Java 在Hadoop中,如果希望将每个键值对中的值保留在一个数组中,为什么添加的所有元素都相同?
我试图存储Map函数获得的键值对中的值,并进一步使用它们。考虑到以下输入:Java 在Hadoop中,如果希望将每个键值对中的值保留在一个数组中,为什么添加的所有元素都相同?,java,arraylist,hadoop,mapreduce,Java,Arraylist,Hadoop,Mapreduce,我试图存储Map函数获得的键值对中的值,并进一步使用它们。
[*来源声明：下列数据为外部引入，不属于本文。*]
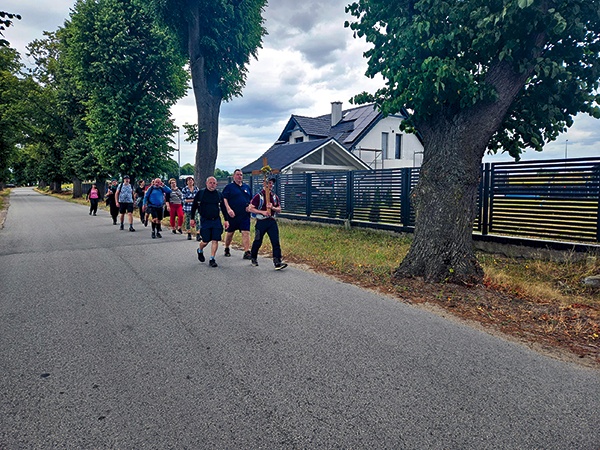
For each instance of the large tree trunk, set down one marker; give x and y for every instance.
(445, 201)
(208, 96)
(77, 189)
(445, 197)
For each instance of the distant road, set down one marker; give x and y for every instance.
(110, 339)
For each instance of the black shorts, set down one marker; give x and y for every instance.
(125, 207)
(211, 230)
(239, 222)
(155, 211)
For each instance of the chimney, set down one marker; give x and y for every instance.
(336, 113)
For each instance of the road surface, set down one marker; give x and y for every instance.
(110, 339)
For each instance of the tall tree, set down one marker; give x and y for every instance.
(219, 37)
(501, 74)
(133, 74)
(10, 91)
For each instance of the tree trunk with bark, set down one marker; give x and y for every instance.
(208, 96)
(446, 195)
(56, 187)
(77, 189)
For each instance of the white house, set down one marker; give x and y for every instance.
(351, 139)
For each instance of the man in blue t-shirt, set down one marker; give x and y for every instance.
(236, 197)
(154, 202)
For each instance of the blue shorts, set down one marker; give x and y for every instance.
(125, 207)
(239, 222)
(211, 230)
(155, 211)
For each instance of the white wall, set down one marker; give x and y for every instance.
(411, 147)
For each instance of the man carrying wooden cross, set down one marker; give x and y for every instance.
(263, 208)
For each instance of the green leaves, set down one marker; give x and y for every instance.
(133, 73)
(443, 59)
(525, 3)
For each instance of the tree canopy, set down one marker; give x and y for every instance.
(500, 75)
(219, 37)
(132, 74)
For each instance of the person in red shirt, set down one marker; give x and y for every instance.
(264, 209)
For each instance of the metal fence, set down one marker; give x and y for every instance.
(548, 200)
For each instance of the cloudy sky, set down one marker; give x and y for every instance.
(308, 60)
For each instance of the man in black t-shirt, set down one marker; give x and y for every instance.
(209, 203)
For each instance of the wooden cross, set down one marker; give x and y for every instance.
(266, 171)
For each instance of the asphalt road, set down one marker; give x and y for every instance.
(109, 339)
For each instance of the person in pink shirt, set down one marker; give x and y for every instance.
(93, 196)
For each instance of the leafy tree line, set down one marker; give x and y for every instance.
(97, 101)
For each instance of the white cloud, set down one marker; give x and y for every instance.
(308, 60)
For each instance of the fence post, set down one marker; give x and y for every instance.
(308, 194)
(485, 198)
(405, 196)
(350, 196)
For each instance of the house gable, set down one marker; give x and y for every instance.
(310, 156)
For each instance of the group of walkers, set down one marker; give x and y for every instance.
(199, 212)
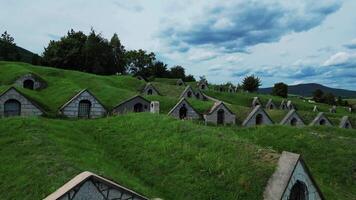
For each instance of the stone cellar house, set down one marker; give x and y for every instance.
(30, 81)
(134, 104)
(14, 103)
(188, 92)
(90, 186)
(321, 120)
(345, 122)
(291, 180)
(203, 85)
(283, 105)
(293, 119)
(270, 105)
(149, 89)
(220, 114)
(183, 110)
(83, 105)
(258, 116)
(255, 102)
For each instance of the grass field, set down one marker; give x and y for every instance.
(159, 156)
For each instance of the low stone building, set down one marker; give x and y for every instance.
(321, 120)
(345, 122)
(293, 119)
(283, 105)
(183, 110)
(134, 104)
(30, 81)
(149, 89)
(292, 180)
(255, 102)
(89, 186)
(202, 85)
(83, 105)
(188, 92)
(257, 117)
(180, 82)
(270, 105)
(220, 114)
(14, 103)
(200, 95)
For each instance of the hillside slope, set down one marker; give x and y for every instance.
(162, 157)
(307, 90)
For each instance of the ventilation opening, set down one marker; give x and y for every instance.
(322, 122)
(29, 84)
(299, 191)
(12, 107)
(221, 116)
(138, 107)
(293, 122)
(84, 109)
(259, 119)
(183, 112)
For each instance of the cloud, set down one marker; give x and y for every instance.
(233, 26)
(351, 45)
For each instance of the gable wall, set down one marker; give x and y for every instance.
(213, 117)
(301, 175)
(129, 106)
(27, 108)
(191, 114)
(252, 121)
(97, 110)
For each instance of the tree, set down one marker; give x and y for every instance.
(8, 49)
(280, 89)
(318, 95)
(251, 83)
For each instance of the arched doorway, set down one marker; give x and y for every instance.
(259, 119)
(183, 112)
(149, 92)
(221, 116)
(294, 121)
(299, 191)
(138, 107)
(12, 107)
(322, 122)
(189, 94)
(84, 109)
(29, 84)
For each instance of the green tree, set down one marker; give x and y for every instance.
(251, 83)
(280, 89)
(318, 95)
(8, 49)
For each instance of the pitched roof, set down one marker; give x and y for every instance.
(134, 97)
(318, 117)
(289, 115)
(344, 120)
(77, 95)
(180, 102)
(278, 183)
(22, 94)
(253, 112)
(216, 106)
(81, 178)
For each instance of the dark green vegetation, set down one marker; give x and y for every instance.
(156, 155)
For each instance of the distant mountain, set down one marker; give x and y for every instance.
(25, 55)
(308, 89)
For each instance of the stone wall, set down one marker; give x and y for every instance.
(97, 109)
(128, 106)
(213, 117)
(27, 107)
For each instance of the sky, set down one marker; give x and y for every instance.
(304, 41)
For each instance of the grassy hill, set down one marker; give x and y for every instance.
(155, 154)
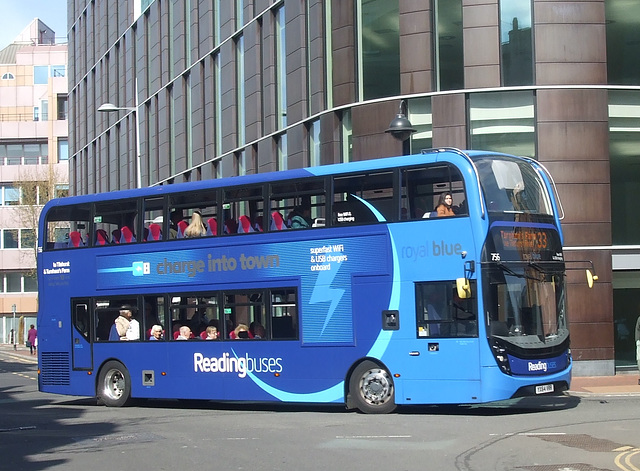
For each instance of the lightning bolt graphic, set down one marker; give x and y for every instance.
(322, 292)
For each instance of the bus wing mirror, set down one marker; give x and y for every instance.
(464, 288)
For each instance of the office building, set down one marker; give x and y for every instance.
(33, 163)
(235, 87)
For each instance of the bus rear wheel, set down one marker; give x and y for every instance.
(371, 389)
(114, 385)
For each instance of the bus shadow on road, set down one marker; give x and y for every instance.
(521, 405)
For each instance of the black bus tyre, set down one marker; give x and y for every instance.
(114, 385)
(371, 389)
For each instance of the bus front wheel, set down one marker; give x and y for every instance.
(114, 385)
(371, 389)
考虑到以下输入: Hello hadoop goodbye hadoop Hello world goodbye world Hello thinker goodbye thinker 请输入以下代码: 注意-地图是简单的字数示例 public class Inception extends Configured implements Tool{ public Path workingPath; public static cla
Hello hadoop goodbye hadoop
Hello world goodbye world
Hello thinker goodbye thinker
请输入以下代码:
注意-地图是简单的字数示例
public class Inception extends Configured implements Tool{
public Path workingPath;
public static class Map extends Mapper<LongWritable, Text, Text, IntWritable> {
private final static IntWritable one = new IntWritable(1);
private Text word = new Text();
// initialising the arrays that contain the values and the keys
public ArrayList<LongWritable> keyBuff = new ArrayList<LongWritable>();
public ArrayList<Text> valueBuff = new ArrayList<Text>();
public void map(LongWritable key, Text value, Context context) throws IOException, InterruptedException {
String line = value.toString();
StringTokenizer tokenizer = new StringTokenizer(line);
while (tokenizer.hasMoreTokens()) {
word.set(tokenizer.nextToken());
context.write(word, one);
System.out.println(word + " / " + one);
}
}
public void innerMap(LongWritable key, Text value, Context context) throws IOException, InterruptedException {
// adding the value to the bufferr
valueBuff.add(value);
System.out.println("ArrayList addValue -> " + value);
for (Text v : valueBuff){
System.out.println("ArrayList containedValue -> " + value);
}
keyBuff.add(key);
}
public void run(Context context) throws IOException, InterruptedException {
setup(context);
// going over the key-value pairs and storing them into the arrays
while(context.nextKeyValue()){
innerMap(context.getCurrentKey(), context.getCurrentValue(), context);
}
Iterator itrv = valueBuff.iterator();
Iterator itrk = keyBuff.iterator();
while(itrv.hasNext()){
LongWritable nextk = (LongWritable) itrk.next();
Text nextv = (Text) itrv.next();
System.out.println("Value iterator -> " + nextv);
System.out.println("Key iterator -> " + nextk);
// iterating over the values and running the map on them.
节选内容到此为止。